I used to live in a city packed full of yoga studios and gyms offering yoga classes. I worked my way through the various options; enabling me to work out which type of yoga I liked, which instructors brought out the best in me, and also where I could afford to attend regularly. Then I committed to these classes. I enjoyed the sense of community created by fellow yogi’s, as well as the opportunity to get some hands-on guidance from the teacher.
At one stage I was attending 3-4 classes a week – a considerable investment in terms of both money and time. Classes were around £10 for a drop in session, or you could get a monthly pass at one studio for about £50. It also required me to get out of work on time (which was rare as a junior doctor), and then trek across the city to the studio. This was fine during the light summer months, but during dark winter evenings it was the last thing I fancied doing.
On such evenings, when it’s tempting to forego a yoga class and curl up on the sofa in the warm instead, it’s good to have another option. And fortunately there is one. Because, my friends, this is where the joy of home practice comes in. It just took me having to leave the city and move back to the countryside far away from the fancy yoga studios to begin stepping onto my mat on my own. Having said that, a home practice does take some getting used to. A solo yoga class in your living room is unlikely to match the energy levels of a packed class. But, as I’ve learned, this isn’t the end of the world. Home practice offers other benefits you can’t necessarily get in class. For example, it enables you to go further inwards, and not worry about what the strange contortionist creature next to you is doing (how do they even get into that position???).
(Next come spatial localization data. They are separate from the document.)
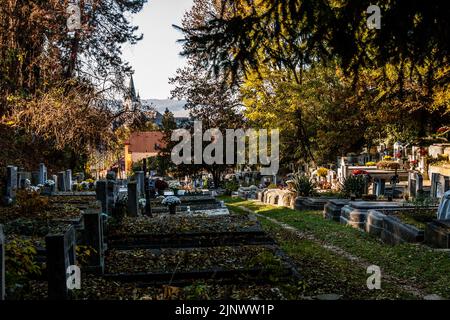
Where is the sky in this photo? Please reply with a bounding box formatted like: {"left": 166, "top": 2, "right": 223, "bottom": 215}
{"left": 121, "top": 0, "right": 194, "bottom": 100}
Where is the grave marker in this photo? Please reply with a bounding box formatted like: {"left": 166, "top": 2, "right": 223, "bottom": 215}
{"left": 65, "top": 170, "right": 72, "bottom": 192}
{"left": 45, "top": 225, "right": 77, "bottom": 300}
{"left": 5, "top": 165, "right": 18, "bottom": 203}
{"left": 57, "top": 171, "right": 67, "bottom": 192}
{"left": 95, "top": 180, "right": 108, "bottom": 214}
{"left": 83, "top": 206, "right": 105, "bottom": 274}
{"left": 0, "top": 225, "right": 5, "bottom": 300}
{"left": 39, "top": 163, "right": 48, "bottom": 185}
{"left": 127, "top": 181, "right": 139, "bottom": 217}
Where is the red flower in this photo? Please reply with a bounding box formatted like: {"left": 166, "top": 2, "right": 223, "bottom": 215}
{"left": 353, "top": 170, "right": 368, "bottom": 175}
{"left": 437, "top": 127, "right": 449, "bottom": 133}
{"left": 395, "top": 152, "right": 402, "bottom": 158}
{"left": 410, "top": 160, "right": 418, "bottom": 165}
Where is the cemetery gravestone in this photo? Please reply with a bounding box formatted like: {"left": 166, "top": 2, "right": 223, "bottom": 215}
{"left": 65, "top": 170, "right": 72, "bottom": 192}
{"left": 45, "top": 226, "right": 77, "bottom": 300}
{"left": 53, "top": 175, "right": 58, "bottom": 192}
{"left": 0, "top": 225, "right": 4, "bottom": 300}
{"left": 57, "top": 171, "right": 67, "bottom": 192}
{"left": 83, "top": 208, "right": 105, "bottom": 274}
{"left": 95, "top": 180, "right": 108, "bottom": 214}
{"left": 5, "top": 165, "right": 18, "bottom": 203}
{"left": 127, "top": 182, "right": 139, "bottom": 217}
{"left": 135, "top": 171, "right": 145, "bottom": 198}
{"left": 39, "top": 163, "right": 47, "bottom": 185}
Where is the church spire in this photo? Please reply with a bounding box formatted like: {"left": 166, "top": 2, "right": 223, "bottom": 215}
{"left": 129, "top": 75, "right": 137, "bottom": 102}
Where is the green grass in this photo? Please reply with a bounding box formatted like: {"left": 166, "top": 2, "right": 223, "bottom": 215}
{"left": 223, "top": 197, "right": 450, "bottom": 299}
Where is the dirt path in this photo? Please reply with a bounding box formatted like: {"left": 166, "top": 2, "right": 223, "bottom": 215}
{"left": 238, "top": 205, "right": 432, "bottom": 299}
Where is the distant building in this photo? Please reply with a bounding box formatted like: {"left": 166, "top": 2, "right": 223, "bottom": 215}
{"left": 124, "top": 131, "right": 166, "bottom": 174}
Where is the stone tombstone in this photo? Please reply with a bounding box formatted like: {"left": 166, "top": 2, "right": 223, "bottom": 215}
{"left": 0, "top": 224, "right": 4, "bottom": 300}
{"left": 52, "top": 174, "right": 58, "bottom": 192}
{"left": 65, "top": 169, "right": 72, "bottom": 192}
{"left": 57, "top": 171, "right": 66, "bottom": 192}
{"left": 31, "top": 171, "right": 40, "bottom": 186}
{"left": 95, "top": 180, "right": 108, "bottom": 214}
{"left": 45, "top": 226, "right": 76, "bottom": 300}
{"left": 106, "top": 171, "right": 117, "bottom": 181}
{"left": 135, "top": 171, "right": 145, "bottom": 198}
{"left": 6, "top": 165, "right": 18, "bottom": 203}
{"left": 437, "top": 190, "right": 450, "bottom": 220}
{"left": 127, "top": 181, "right": 139, "bottom": 217}
{"left": 38, "top": 163, "right": 47, "bottom": 185}
{"left": 408, "top": 172, "right": 423, "bottom": 197}
{"left": 83, "top": 210, "right": 104, "bottom": 274}
{"left": 106, "top": 180, "right": 117, "bottom": 215}
{"left": 17, "top": 171, "right": 31, "bottom": 189}
{"left": 438, "top": 175, "right": 450, "bottom": 199}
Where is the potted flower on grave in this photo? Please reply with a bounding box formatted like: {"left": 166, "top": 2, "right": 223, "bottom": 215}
{"left": 161, "top": 196, "right": 181, "bottom": 215}
{"left": 168, "top": 181, "right": 182, "bottom": 195}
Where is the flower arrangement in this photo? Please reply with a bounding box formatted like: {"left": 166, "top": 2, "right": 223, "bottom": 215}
{"left": 383, "top": 155, "right": 392, "bottom": 161}
{"left": 161, "top": 196, "right": 181, "bottom": 206}
{"left": 394, "top": 152, "right": 402, "bottom": 158}
{"left": 352, "top": 169, "right": 369, "bottom": 175}
{"left": 317, "top": 167, "right": 329, "bottom": 178}
{"left": 139, "top": 198, "right": 147, "bottom": 209}
{"left": 377, "top": 160, "right": 400, "bottom": 170}
{"left": 365, "top": 162, "right": 376, "bottom": 166}
{"left": 419, "top": 148, "right": 428, "bottom": 156}
{"left": 44, "top": 179, "right": 55, "bottom": 186}
{"left": 168, "top": 181, "right": 181, "bottom": 189}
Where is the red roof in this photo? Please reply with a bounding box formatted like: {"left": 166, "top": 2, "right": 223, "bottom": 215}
{"left": 125, "top": 131, "right": 166, "bottom": 153}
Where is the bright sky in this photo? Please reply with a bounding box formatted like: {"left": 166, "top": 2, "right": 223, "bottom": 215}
{"left": 122, "top": 0, "right": 194, "bottom": 99}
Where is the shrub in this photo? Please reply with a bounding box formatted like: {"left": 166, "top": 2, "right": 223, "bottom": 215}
{"left": 292, "top": 172, "right": 316, "bottom": 197}
{"left": 376, "top": 160, "right": 400, "bottom": 170}
{"left": 16, "top": 189, "right": 49, "bottom": 216}
{"left": 340, "top": 175, "right": 367, "bottom": 198}
{"left": 224, "top": 180, "right": 239, "bottom": 195}
{"left": 5, "top": 237, "right": 42, "bottom": 297}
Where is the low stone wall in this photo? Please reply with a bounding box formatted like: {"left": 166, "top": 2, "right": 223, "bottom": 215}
{"left": 340, "top": 202, "right": 401, "bottom": 230}
{"left": 323, "top": 200, "right": 350, "bottom": 222}
{"left": 425, "top": 220, "right": 450, "bottom": 248}
{"left": 258, "top": 189, "right": 296, "bottom": 209}
{"left": 381, "top": 215, "right": 424, "bottom": 245}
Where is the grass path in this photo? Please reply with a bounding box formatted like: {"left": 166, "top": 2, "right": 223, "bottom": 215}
{"left": 221, "top": 197, "right": 450, "bottom": 300}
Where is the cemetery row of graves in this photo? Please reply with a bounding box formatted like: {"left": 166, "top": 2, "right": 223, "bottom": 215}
{"left": 2, "top": 140, "right": 450, "bottom": 299}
Anyway.. Here are some tips to get your started at home.
Invest in a good quality yoga mat (I love my non-slip Lululemon one), along with a block and a strap. It’s also good to have a cosy blanket beside your mat ready for shavasana (corpse pose). It’s easy to miss out this final pose when at home, but those who do so are missing out on an essential posture used at the end of practice to absorb their new energy and calm their mind.
Set Your Intention
It’s a lot easier to get distracted, and even stop completely, when you’re at home and not practicing in a room full of other people. Therefore you need to make a commitment to yourself as you step onto your mat. It can be as simple as recognising you are here to settle your energy after a long day in the office.
Clear Your Space
I got into a bad habit of putting my mobile phone next to me, and checking it half way through my home practice if I saw a message or email flash up. I’d never dream of doing that during a yoga class, but it is easy to clutter your environment when you are practicing on your own. If possible de-clutter the area before rolling out your mat. Put your phone in another room and light some candles to create a warm, cosy vibe. It will make your mat look more inviting.
Choose Your Teacher
I’m still at the stage which I need some guidance so YouTube videos are key for me to be able to practice at home. You can download practices of all lengths from your favorite teachers, or try something new. I’m a huge fan of Yoga With Adriene, but I’ve also tried Yoga Glo, Yogaia and Movement For Modern Life. Even if you are familiar with various poses and sequences, anyone can benefit from being guided in a yoga practice – it helps get you out of your head and into your body.
Make It Short
Are you struggling to commit to an hour at home? Do you feel like there is something else you should be doing? The washing? The cleaning? If so, why not start with a shorter 20 minute class? What is important is that you set aside an allotted amount of time, and complete your practice, without distraction. If you only have 20 minutes that’s fine. As you get into the habit of stepping onto your mat you can slowly increase the length. You can also experiment with what time of day works best for you. In the past I always preferred to attend an evening yoga class, but I now feel an early morning home practice works best for me.
Step Onto Your Mat
There will be days when doing a home yoga practice is the last thing you feel like doing. If you’re very tired, or not feeling great, these are exactly the days you need to push yourself to sit down on your mat. You might just roll around and stretch a bit, then rest. Often the days you feel the worst at the beginning of practice are the days you wind up feeling the best at the end.